Kelly Clarkson may have gotten hipper, sexier, and dancier on her debut, but that worked, not just because she had good material and charm, but because it appealed to her core teen audience. Bo was a bit older and appropriately had an older following, listeners who pined to hear '70s-styled pop and rock — and not just because there wasn't much of it out there, but because Bo did it well, and he sounded distinctive doing it. Not only is that sound nowhere to be heard on The Real Thing, but Bo no longer sounds distinctive. He sounds exactly the same as every other mainstream male rock singer in 2005 — all of his songs have indistinct verses that surge into an anthemic chorus where all the heavy guitars kick in, inching the volume up to a point where it becomes a glossy wall of digital sound that drowns out his vocals.
The music is tightly wound and meticulously clean, the antithesis to Bice's loose, earthy appeal. Most of all, the songs — even the handful of good, professional tunes, both, not coincidentally, co-written by either Jon Bon Jovi or his longtime partner Richie Sambora — all sound exactly the same, following the same flow, bearing the same dynamics. This isn't modernizing Bo Bice — this is neutering him, giving him an unwelcome extreme makeover that doesn't fit."
The rest of the review is quite an eye-opening read. [I consider following stories like these as "homework" for Corvo].

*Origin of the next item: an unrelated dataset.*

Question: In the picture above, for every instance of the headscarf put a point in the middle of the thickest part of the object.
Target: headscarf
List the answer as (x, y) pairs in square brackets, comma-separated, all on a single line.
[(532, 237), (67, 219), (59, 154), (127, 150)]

Oh, but wait - gotta add this other possibly juicier tidbit in:
"If Bice were teamed with a bunch of new singer/songwriters like DeGraw or John Mayer, he would have had melodic, classically styled pop/rock songs that he could have sung better than their authors. Instead, 19 paired him with Ben Moody from Evanescence, Ashlee Simpson's collaborator Kara DioGuardi, and the hack of all hacks, Chad Kroeger from Nickelback — the man who equates love with being willing to eat off the floor — for a set of heavily processed, cumbersome, mildly active rock that's too boring to be memorable."
I find it interesting that the American Idol production company allowed their "golden girl" Carrie Underwood to be herself and to go with the genre in which she fits [country pop], but didn't do that for Bo. I just learned the other day that some of the huge labels will actually sign "the competition" and then promptly shelve the newer band, so that the artist can't take money away from the label's "pet" artists. This doesn't surprise me at all, and I can't help but conspiracy-theorize about what happens to a lot of the American Idol "winners." How some of them seem to do so well, but others just...fade away, even though the winner alone isn’t the only one who gets "signed."
Now, Bo does have his own fans, and he may receive better reviews and press from other publications, but this isn't a very good start. I also find it sad that the track listing shows that he only contributed to two of the songs. He barely wrote any of his own material, and that's [I believe] one of the saddest things about it all. I do hope that he proves me wrong and finds a way to rise above this corporate corner that he's put himself into. But to me, his "success" is beginning to smell like record label "chum."
Oh, and is it just me, or does he sort of look like Constantine now? Creepy.